二日酔いにコーヒーは効果があるの?メディカルドック監修医が悪化の可能性や二日酔いの原因・二日酔いに効果的な食べ物・飲み物などを解説します。
※この記事はメディカルドックにて『「二日酔いにコーヒー」は効果があるの?医師が徹底解説!』と題して公開した記事を再編集して配信している記事となります。

監修医師:
岡本 彩那(淀川キリスト教病院)
兵庫医科大学医学部医学科卒業後、沖縄県浦添総合病院にて2年間研修 / 兵庫医科大学救命センターで3年半三次救命に従事、近大病院消化器内科にて勤務 /その後、現在は淀川キリスト教病院消化器内科に勤務 / 専門は消化器内科胆膵分野
「二日酔いにコーヒー」は効果があるの?
二日酔いにコーヒーは効くのでしょうか。
二日酔いの原因はアルコールの代謝物であるアセトアルデヒドが体内に溜まることです。そのアセトアルデヒドを体外に出す、薄める等ができれば二日酔いも和らぐことになるでしょう。コーヒーに含まれるカフェインには利尿作用があり、アセトアルデヒドを体外に出す手伝いをしてくれるかもしれません。そのため二日酔いにコーヒーが効く可能性はあります。

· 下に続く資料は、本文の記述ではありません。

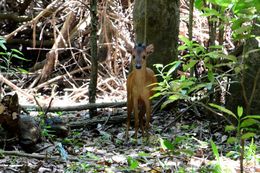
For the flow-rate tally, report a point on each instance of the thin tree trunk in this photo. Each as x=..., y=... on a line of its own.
x=191, y=6
x=94, y=64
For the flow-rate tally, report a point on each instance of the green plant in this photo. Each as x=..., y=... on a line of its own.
x=6, y=57
x=185, y=88
x=244, y=128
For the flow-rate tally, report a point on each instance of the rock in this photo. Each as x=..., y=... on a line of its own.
x=29, y=131
x=57, y=127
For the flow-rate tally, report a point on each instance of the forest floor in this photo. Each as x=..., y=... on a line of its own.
x=179, y=141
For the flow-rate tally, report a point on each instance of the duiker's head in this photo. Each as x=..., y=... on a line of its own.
x=140, y=53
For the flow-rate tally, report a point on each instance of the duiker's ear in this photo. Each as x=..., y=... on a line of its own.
x=149, y=49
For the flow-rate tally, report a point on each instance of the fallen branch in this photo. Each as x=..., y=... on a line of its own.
x=46, y=12
x=7, y=82
x=93, y=122
x=60, y=77
x=38, y=156
x=75, y=107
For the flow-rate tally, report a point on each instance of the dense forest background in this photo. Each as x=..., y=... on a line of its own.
x=64, y=67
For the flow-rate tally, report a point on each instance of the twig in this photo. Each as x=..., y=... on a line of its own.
x=76, y=106
x=7, y=82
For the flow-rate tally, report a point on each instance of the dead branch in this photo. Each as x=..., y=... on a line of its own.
x=46, y=12
x=37, y=156
x=52, y=56
x=60, y=77
x=75, y=107
x=7, y=82
x=92, y=122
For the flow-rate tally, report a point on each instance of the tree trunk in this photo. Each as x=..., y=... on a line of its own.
x=162, y=23
x=247, y=92
x=94, y=64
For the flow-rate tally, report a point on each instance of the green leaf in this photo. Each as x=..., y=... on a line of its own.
x=174, y=67
x=182, y=47
x=189, y=65
x=253, y=116
x=18, y=57
x=210, y=75
x=185, y=40
x=214, y=149
x=197, y=87
x=239, y=111
x=17, y=51
x=229, y=128
x=133, y=163
x=223, y=109
x=155, y=95
x=198, y=4
x=166, y=145
x=143, y=154
x=248, y=122
x=223, y=3
x=23, y=71
x=232, y=140
x=248, y=135
x=173, y=99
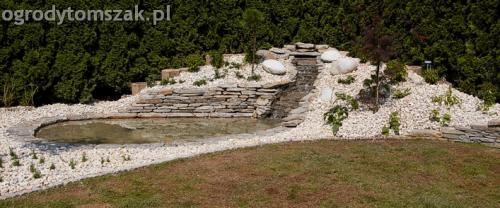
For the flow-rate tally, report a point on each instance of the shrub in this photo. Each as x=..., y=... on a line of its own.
x=431, y=76
x=435, y=117
x=340, y=112
x=16, y=163
x=239, y=75
x=72, y=164
x=254, y=77
x=401, y=93
x=488, y=93
x=151, y=80
x=33, y=155
x=200, y=82
x=13, y=155
x=84, y=157
x=37, y=174
x=335, y=116
x=8, y=95
x=28, y=98
x=385, y=131
x=446, y=119
x=394, y=123
x=168, y=81
x=218, y=74
x=347, y=81
x=396, y=71
x=448, y=99
x=217, y=59
x=193, y=62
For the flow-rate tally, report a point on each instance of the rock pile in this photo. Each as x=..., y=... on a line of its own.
x=228, y=100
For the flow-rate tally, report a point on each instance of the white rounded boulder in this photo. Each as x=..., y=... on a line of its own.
x=344, y=66
x=274, y=67
x=330, y=56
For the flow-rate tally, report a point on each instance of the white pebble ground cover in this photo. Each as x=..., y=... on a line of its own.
x=103, y=159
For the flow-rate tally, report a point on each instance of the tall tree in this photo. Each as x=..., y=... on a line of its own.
x=252, y=20
x=377, y=47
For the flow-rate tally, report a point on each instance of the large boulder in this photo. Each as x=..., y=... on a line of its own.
x=330, y=56
x=343, y=66
x=265, y=54
x=274, y=67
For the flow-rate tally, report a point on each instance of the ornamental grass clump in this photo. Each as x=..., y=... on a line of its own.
x=347, y=81
x=340, y=112
x=448, y=99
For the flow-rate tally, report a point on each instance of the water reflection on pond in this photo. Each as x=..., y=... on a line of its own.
x=137, y=131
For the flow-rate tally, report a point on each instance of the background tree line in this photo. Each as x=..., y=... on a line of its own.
x=85, y=61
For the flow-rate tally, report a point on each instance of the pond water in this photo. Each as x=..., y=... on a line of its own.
x=138, y=131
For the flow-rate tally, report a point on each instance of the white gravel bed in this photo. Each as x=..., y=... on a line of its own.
x=186, y=79
x=414, y=111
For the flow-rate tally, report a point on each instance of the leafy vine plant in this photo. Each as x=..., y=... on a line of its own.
x=342, y=106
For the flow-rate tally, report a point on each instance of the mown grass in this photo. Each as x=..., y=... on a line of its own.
x=415, y=173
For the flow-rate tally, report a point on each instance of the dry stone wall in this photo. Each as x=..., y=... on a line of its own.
x=229, y=100
x=484, y=134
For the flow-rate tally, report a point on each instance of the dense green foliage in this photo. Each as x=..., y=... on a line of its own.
x=83, y=61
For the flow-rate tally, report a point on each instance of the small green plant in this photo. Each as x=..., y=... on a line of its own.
x=435, y=117
x=42, y=160
x=218, y=74
x=401, y=93
x=13, y=155
x=217, y=59
x=236, y=66
x=336, y=115
x=32, y=168
x=72, y=164
x=239, y=75
x=16, y=163
x=446, y=119
x=386, y=131
x=37, y=174
x=151, y=80
x=394, y=122
x=254, y=77
x=126, y=157
x=347, y=81
x=28, y=98
x=193, y=69
x=8, y=96
x=200, y=82
x=33, y=155
x=396, y=71
x=84, y=157
x=168, y=81
x=448, y=99
x=431, y=76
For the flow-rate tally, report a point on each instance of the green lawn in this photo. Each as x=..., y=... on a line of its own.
x=413, y=173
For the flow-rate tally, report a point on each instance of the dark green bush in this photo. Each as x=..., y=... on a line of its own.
x=396, y=71
x=200, y=82
x=431, y=76
x=217, y=59
x=82, y=61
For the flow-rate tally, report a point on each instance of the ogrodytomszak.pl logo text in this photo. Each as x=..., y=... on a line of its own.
x=20, y=17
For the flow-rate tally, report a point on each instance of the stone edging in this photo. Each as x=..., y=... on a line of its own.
x=484, y=134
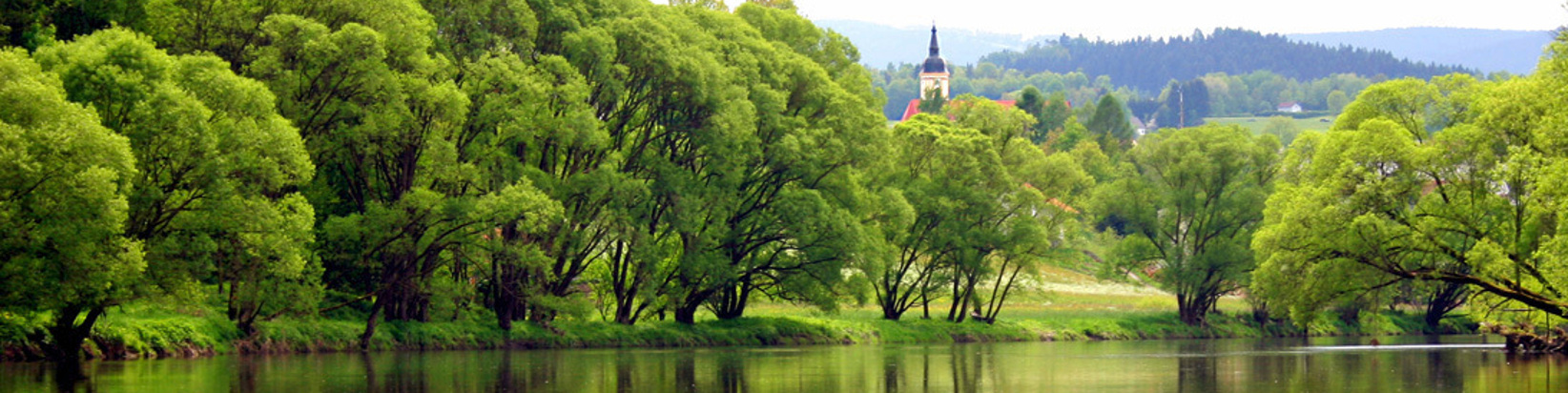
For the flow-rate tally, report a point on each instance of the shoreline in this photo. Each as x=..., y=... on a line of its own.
x=190, y=337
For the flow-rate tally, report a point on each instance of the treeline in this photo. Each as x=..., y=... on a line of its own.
x=1146, y=63
x=1222, y=94
x=1441, y=192
x=402, y=160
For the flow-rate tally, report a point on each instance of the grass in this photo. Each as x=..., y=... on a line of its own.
x=1256, y=124
x=1061, y=304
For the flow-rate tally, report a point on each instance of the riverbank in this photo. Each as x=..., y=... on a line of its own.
x=153, y=334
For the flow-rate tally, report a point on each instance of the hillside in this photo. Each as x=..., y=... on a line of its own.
x=1149, y=65
x=881, y=44
x=1487, y=51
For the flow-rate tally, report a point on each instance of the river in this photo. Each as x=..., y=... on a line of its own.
x=1400, y=363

その他、アセトアルデヒドは血管を拡張させることがあり、それによって頭痛を引き起こすことがあります。一方でカフェインは血管を収縮させる働きがあるため、二日酔いの症状を和らげる可能性があります。
「二日酔いにコーヒー」で悪化することはある?
一方で、二日酔いの時にコーヒーを飲むと症状が悪化することはあるのでしょうか。
二日酔いの場合、体内に残っているアルコール、アセトアルデヒドが薄まれば症状は良くなるでしょう。しかしながらコーヒーなどばかり飲んでしまい、尿を出すことで身体が脱水になってしまえば、逆に血液が濃くなってしまいます。その分アセトアルデヒドも濃くなるため、症状が悪化する可能性があります。
また、アルコール自体にも利尿作用があるため、飲酒した当日に十分な水分が取れていない場合、二日酔いの日は身体がかなり脱水状態となっていることが多いでしょう。脱水自体でも様々な症状を起こしますが、さらに利尿を促すことで症状を悪化させる可能性があります。コーヒーなどを試すのであれば同時に十分な水分(スポーツドリンクや経口補水液など)を摂取するようにしましょう。